|
PRZEMIAŁÓWKA
Rzeka, dobry jej odcinek, główka za główką. Duży
przybór, wszystkie ostrogi zalane, zaznaczone jednak wałem i kipielą.
Wędkarzy sporo, łowią na głębokim. Dominuje gruntówka, przystawka,
z rzadka przepływanka. Brania mizerne - czasem do sadzyka wędruje
lichy krąpik, jaź chlapaczek czy płoteczka. "Normalny", siedemdziesięciodekowy
leszczyk budzi zawiść.
I oto między uzbrojonymi w moc lub nowoczesność
wędkarzami pojawia się wiejski wyrostek z lekką, dwuskładową bambusówką.

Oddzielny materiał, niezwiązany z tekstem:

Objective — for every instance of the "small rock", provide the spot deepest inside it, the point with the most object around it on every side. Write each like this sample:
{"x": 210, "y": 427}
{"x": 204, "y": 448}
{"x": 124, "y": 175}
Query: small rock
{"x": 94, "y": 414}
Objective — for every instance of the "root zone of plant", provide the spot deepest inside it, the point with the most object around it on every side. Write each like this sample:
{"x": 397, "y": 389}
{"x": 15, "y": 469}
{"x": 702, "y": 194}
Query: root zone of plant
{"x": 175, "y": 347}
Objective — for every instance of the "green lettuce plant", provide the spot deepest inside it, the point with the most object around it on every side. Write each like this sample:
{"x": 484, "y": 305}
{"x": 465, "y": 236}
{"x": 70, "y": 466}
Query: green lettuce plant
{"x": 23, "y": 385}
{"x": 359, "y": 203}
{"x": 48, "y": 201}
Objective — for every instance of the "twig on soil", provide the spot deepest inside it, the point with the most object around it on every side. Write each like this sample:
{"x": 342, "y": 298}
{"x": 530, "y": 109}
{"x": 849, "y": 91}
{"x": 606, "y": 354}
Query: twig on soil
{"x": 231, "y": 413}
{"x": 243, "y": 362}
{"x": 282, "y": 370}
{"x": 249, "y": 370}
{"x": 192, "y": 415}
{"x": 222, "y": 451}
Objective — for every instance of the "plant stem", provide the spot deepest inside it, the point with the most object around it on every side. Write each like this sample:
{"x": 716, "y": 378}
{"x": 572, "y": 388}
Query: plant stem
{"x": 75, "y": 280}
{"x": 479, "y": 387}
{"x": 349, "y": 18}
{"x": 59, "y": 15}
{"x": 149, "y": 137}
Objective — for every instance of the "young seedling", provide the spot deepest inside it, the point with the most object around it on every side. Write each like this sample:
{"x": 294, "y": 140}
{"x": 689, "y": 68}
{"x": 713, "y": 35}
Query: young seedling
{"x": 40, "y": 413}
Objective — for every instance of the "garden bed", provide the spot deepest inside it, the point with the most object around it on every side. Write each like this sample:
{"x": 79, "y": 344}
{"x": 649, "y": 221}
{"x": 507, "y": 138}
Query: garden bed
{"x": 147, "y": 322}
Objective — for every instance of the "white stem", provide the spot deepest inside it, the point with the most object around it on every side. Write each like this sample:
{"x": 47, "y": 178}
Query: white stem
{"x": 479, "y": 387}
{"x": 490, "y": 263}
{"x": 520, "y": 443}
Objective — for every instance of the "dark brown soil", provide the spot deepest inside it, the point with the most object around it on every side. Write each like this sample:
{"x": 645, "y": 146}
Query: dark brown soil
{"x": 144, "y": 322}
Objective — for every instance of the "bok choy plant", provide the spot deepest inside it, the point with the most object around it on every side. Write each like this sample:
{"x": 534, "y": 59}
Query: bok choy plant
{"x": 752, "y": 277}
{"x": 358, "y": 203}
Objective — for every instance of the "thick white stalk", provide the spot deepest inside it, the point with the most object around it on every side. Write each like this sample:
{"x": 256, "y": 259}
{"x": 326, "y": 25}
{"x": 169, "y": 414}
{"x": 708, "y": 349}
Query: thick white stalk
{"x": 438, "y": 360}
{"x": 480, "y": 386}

Na dwudziestce piątce spławik z korka, nawet nie specjalnie obrobionego,
ledwie muśniętego po kantach kozikiem.
Mija wszystkich zapatrzonych w głębiny,
podchodzi do
szczytu zatopionej główki,
włazi do wody po rant gumiaków i ze stęknięciem ciska zestaw na wodę - może 10, może 12 metrów.
Korek ląduje przed przemiałem, stoi
przez chwilę na wodzie, spływa potem błyskawicznie ku kipieli przed
główką, podskakuje spazmatycznie podczas drogi w bełcie, zatrzymuje
się na długą chwilę tuż za ostrogą. I tak raz za razem, prosta technika.

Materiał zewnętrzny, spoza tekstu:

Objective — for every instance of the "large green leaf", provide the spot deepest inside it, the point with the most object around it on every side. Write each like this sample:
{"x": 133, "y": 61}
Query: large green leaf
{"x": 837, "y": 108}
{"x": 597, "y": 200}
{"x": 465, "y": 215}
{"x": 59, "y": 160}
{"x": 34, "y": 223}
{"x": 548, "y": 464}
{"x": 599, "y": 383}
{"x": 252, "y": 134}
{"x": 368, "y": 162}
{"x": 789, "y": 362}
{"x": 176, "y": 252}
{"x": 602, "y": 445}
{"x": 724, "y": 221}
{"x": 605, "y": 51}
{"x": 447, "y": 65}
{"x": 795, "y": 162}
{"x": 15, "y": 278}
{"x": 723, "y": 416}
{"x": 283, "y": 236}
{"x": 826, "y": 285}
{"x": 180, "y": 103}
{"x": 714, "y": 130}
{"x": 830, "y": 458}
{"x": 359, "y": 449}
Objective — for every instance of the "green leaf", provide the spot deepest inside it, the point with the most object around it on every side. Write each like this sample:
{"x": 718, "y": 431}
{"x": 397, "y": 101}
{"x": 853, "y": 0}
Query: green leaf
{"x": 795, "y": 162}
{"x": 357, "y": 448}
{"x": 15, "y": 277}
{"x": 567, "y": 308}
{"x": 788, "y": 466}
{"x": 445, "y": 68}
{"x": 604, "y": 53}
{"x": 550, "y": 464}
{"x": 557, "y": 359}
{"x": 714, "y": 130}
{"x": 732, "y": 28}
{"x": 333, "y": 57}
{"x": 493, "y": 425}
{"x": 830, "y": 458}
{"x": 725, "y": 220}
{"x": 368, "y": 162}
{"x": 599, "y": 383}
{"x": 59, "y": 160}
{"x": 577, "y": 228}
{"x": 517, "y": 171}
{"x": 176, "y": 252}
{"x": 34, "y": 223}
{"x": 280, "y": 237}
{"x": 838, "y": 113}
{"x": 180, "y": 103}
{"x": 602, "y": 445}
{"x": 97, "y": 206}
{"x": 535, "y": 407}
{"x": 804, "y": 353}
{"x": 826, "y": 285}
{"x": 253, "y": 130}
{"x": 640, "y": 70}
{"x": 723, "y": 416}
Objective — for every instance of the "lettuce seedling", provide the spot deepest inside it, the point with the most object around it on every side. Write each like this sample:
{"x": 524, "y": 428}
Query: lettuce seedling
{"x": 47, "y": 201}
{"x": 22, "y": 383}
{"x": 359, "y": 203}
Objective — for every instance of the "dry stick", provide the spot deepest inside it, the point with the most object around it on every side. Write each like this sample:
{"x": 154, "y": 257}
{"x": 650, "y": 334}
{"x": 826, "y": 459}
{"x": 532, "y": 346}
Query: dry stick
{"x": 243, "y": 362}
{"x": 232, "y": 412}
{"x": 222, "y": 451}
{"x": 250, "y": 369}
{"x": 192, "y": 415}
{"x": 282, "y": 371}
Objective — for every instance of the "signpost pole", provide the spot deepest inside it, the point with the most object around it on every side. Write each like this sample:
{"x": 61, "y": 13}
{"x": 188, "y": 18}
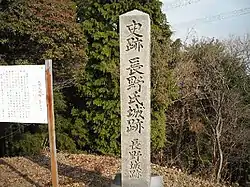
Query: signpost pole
{"x": 51, "y": 121}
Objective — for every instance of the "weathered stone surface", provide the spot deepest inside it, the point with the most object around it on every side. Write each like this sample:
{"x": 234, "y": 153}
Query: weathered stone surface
{"x": 135, "y": 98}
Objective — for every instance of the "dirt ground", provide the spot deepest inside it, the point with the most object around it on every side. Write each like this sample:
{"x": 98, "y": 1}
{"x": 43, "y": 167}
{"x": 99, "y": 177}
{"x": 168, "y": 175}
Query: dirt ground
{"x": 79, "y": 170}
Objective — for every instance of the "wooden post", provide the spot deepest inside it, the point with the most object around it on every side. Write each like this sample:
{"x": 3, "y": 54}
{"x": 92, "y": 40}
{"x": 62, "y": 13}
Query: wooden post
{"x": 51, "y": 121}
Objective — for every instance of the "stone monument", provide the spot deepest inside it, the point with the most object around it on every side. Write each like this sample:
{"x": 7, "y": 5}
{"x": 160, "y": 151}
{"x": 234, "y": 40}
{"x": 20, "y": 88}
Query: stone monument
{"x": 135, "y": 101}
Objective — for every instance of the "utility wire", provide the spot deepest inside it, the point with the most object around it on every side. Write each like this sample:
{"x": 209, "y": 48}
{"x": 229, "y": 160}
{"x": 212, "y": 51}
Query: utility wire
{"x": 180, "y": 3}
{"x": 218, "y": 17}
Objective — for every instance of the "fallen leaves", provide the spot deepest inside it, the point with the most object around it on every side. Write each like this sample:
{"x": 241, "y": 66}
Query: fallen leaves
{"x": 80, "y": 170}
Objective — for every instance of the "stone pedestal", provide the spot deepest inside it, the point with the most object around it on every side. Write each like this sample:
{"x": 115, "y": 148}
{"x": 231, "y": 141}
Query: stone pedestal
{"x": 156, "y": 181}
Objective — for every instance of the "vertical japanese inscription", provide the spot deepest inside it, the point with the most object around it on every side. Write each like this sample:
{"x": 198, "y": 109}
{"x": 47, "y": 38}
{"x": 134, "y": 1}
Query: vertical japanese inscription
{"x": 135, "y": 98}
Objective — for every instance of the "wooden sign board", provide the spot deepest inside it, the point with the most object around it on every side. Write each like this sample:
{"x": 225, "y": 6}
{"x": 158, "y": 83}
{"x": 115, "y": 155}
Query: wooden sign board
{"x": 23, "y": 94}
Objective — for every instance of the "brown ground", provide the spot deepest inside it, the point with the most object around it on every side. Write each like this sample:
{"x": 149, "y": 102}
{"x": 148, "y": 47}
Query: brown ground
{"x": 79, "y": 170}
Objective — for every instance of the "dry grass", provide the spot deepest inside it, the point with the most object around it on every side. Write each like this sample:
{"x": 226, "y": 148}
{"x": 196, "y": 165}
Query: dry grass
{"x": 80, "y": 170}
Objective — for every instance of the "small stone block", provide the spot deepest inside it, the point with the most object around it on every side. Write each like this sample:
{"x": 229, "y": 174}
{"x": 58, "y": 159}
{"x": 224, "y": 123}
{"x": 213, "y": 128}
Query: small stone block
{"x": 156, "y": 181}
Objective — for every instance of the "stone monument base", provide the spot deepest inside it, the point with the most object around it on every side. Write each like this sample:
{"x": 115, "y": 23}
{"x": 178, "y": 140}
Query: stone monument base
{"x": 156, "y": 181}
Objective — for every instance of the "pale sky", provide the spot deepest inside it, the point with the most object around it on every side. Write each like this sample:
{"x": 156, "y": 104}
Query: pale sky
{"x": 238, "y": 25}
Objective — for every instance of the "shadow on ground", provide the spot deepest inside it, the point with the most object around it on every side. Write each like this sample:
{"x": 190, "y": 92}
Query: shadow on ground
{"x": 76, "y": 173}
{"x": 22, "y": 175}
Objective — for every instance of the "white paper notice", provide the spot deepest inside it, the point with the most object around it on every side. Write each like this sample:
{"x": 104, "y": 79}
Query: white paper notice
{"x": 23, "y": 94}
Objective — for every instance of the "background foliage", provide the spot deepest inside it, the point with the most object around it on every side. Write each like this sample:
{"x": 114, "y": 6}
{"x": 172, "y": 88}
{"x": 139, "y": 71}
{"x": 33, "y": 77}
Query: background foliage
{"x": 200, "y": 93}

Po czterdziestu minutach na sąsiednie główki przenosi się wielu konkurentów.
Zrywają po jednym, dziesiątym zestawie, zostawiają w faszynach spławiki.

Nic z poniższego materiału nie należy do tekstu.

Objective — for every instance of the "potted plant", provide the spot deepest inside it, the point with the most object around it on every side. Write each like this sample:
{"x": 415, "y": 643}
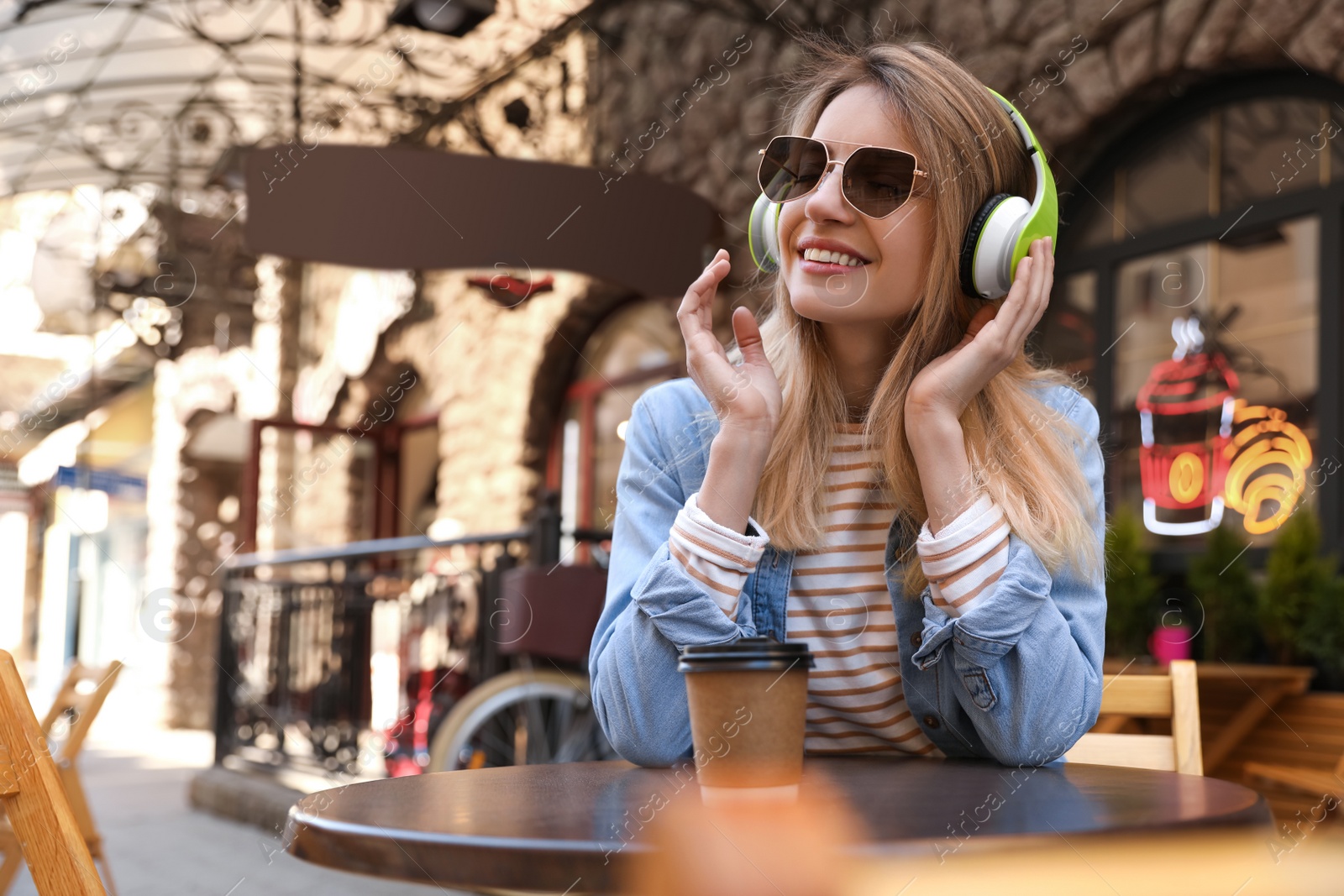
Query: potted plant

Rezygnują, wracają pokornie na swoje poprzednie stanowiska.
A chłopak stoi, młóci wodę i łowi rybę
za rybą. Nie za duże, ot, po 20-25 cm. Klonki, jaziki, płocie. Ale
w woreczku na kapcie wiszącym u paska jest też brzana trzy czwarte,
jest dwukilowe jazisko i kleń mierzący sobie sześćdziesiąt centymetrów.
W końcu
zacina rybę dnia.
Bambusówa gnie się jak sołtys przed proboszczem.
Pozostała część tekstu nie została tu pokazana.